Serhij Tihipko
Były wicepremier i prezes Narodowego Banku Ukrainy (na zdjęciu z małżonką), a także do niedawna wiceprzewodniczący Partii Regionów, który na skutek konfliktu wewnątrzpartyjnego został wykluczony z jej szeregów. Teraz ten 54-letni prawnik startuje jako kandydat niezależny.

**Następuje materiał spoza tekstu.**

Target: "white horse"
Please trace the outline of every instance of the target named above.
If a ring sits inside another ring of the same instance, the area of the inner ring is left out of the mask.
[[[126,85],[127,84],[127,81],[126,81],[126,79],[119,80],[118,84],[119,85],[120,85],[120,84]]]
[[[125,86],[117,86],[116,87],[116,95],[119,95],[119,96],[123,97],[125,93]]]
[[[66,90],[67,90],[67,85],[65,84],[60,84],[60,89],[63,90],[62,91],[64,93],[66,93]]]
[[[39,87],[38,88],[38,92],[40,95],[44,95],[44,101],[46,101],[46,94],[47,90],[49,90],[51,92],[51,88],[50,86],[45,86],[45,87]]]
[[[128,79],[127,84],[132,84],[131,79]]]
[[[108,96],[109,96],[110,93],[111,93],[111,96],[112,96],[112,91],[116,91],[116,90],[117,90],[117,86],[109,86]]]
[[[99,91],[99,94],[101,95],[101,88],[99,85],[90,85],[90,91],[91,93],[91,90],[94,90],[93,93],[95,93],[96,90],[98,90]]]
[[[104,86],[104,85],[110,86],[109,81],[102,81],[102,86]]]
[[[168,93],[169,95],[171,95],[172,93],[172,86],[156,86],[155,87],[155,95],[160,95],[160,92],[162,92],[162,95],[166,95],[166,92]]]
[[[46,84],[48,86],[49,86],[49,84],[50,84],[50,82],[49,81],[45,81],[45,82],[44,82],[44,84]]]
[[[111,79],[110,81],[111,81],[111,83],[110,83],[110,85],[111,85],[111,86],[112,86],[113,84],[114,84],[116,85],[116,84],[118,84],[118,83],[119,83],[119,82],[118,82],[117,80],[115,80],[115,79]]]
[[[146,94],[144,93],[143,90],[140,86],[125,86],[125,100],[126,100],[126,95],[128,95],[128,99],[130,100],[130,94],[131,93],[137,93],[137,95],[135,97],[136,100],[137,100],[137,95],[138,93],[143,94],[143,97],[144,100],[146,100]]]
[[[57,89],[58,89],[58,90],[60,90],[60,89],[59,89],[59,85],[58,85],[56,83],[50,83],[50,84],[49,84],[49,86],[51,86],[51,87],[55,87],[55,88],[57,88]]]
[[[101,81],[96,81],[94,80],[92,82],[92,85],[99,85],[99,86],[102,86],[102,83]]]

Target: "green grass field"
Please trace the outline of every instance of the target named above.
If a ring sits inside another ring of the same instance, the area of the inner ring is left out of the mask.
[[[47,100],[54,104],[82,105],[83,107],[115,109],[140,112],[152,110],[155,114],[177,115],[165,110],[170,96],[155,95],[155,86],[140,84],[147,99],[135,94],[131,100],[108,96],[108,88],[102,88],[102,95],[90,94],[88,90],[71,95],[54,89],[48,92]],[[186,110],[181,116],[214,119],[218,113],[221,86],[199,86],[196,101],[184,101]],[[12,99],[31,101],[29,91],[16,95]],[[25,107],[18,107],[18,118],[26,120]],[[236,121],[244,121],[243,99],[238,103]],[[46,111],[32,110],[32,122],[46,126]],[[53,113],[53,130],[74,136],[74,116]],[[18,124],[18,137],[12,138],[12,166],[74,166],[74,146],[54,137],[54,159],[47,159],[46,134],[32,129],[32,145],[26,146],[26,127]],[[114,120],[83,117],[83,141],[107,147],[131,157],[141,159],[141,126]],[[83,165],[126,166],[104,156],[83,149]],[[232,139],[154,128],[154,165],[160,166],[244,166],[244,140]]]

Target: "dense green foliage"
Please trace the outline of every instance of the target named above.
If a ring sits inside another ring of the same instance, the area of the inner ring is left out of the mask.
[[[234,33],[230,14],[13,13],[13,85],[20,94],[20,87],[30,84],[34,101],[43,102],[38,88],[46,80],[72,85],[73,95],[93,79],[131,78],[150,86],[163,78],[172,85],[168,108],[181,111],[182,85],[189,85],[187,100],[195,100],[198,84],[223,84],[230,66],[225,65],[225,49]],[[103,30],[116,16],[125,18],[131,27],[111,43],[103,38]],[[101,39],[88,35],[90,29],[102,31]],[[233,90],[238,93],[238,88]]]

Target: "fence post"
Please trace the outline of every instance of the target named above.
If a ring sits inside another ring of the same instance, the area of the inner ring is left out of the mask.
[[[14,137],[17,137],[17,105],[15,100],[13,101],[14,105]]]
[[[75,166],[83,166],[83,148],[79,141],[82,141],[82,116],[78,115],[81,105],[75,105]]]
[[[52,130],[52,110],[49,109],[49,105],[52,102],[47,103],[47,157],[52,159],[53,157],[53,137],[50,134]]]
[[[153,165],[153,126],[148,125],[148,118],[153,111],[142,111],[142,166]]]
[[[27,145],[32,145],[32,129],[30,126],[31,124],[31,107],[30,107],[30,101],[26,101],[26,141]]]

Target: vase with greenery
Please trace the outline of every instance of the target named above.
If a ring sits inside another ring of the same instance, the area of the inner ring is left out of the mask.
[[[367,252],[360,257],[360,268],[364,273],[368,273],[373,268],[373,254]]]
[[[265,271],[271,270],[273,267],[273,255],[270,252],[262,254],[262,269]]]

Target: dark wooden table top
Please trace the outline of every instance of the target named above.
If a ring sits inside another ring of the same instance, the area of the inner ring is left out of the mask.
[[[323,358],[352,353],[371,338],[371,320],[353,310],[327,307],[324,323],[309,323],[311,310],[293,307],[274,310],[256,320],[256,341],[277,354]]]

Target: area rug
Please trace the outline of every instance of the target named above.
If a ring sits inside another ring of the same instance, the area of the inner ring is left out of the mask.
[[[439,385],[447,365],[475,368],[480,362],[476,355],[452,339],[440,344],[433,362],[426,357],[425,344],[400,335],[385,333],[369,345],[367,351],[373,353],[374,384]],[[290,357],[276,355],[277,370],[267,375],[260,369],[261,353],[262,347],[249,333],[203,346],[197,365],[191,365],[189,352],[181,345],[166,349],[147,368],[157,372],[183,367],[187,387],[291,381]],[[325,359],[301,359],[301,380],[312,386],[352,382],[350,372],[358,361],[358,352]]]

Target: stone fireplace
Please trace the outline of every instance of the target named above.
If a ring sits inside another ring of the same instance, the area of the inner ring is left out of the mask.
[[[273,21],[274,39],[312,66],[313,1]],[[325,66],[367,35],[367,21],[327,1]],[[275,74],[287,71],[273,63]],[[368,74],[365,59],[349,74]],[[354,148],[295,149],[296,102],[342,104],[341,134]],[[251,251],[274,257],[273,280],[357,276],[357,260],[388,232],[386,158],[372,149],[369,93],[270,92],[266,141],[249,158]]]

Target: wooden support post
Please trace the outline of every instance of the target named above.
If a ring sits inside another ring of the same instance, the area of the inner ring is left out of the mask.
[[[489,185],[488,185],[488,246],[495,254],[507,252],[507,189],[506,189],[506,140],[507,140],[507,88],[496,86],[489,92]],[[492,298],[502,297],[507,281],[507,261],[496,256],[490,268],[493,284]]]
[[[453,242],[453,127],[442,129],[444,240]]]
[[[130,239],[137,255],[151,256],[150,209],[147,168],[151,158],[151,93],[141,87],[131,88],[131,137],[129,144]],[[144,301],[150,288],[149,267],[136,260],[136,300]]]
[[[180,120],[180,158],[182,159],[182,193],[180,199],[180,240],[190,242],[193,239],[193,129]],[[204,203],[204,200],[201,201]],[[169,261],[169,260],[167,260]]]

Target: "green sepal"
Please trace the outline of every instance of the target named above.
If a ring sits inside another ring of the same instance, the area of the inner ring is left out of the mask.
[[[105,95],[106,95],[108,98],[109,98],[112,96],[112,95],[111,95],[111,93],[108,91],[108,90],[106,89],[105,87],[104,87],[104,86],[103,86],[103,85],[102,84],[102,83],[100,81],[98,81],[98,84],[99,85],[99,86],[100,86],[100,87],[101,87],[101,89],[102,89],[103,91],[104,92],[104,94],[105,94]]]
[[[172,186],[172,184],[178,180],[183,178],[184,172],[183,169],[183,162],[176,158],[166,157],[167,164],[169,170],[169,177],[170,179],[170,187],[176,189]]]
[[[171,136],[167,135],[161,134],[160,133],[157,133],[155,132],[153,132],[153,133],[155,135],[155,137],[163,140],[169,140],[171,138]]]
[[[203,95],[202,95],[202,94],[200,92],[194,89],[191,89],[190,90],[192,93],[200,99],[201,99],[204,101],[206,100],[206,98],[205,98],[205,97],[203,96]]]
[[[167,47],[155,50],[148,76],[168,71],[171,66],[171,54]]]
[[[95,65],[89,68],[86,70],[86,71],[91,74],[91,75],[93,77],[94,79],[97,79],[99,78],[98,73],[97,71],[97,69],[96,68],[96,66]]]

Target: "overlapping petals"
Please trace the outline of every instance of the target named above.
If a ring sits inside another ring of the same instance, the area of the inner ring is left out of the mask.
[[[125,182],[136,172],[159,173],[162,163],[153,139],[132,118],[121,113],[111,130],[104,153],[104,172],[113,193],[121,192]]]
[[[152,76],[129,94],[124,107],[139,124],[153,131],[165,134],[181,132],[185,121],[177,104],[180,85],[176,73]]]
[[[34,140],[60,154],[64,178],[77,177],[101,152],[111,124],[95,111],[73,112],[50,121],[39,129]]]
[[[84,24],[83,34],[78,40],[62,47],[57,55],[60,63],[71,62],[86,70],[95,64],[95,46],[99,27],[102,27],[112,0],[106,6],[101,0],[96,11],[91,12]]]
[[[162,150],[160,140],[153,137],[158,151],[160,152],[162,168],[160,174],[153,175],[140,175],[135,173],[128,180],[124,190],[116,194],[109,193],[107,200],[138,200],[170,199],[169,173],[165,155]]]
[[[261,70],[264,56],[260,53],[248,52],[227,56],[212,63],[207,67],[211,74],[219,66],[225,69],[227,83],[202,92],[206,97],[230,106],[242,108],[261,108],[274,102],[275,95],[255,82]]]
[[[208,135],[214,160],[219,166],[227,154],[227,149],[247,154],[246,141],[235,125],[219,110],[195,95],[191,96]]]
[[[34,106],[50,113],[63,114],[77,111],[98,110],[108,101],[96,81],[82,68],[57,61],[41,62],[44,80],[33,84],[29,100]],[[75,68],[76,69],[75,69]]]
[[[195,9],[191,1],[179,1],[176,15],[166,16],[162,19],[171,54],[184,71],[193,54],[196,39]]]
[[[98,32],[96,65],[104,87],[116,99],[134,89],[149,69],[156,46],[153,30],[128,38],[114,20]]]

Tihipko uznawany był za dość umiarkowanego i relatywnie liberalnego polityka Partii Regionów. Dziś cieszy się na wschodzie Ukrainy o wiele większym poparciem niż oficjalny kandydat tego ugrupowania Mychajło Dobkin. Jest przeciwko odłączeniu się południowego-wschodu od kraju i potępia prorosyjskich separatystów, ale jednocześnie opowiada się za silną decentralizacją regionów i podniesieniem rangi języka rosyjskiego.
Były wicepremier startował już w wyborach prezydenckich w 2010 roku zdobywając 13,05 proc. głosów, co było wtedy trzecim wynikiem - więcej głosów zdobyli tylko Wiktor Janukowycz i Julia Tymoszenko. Dziś sondaże również dają mu trzecie miejsce, ale poniżej 10 proc. poparcia. Na drugą turę ma małe szanse, aczkolwiek jego wyborcy mogą okazać się kluczowi w ewentualnej wyborczej dogrywce.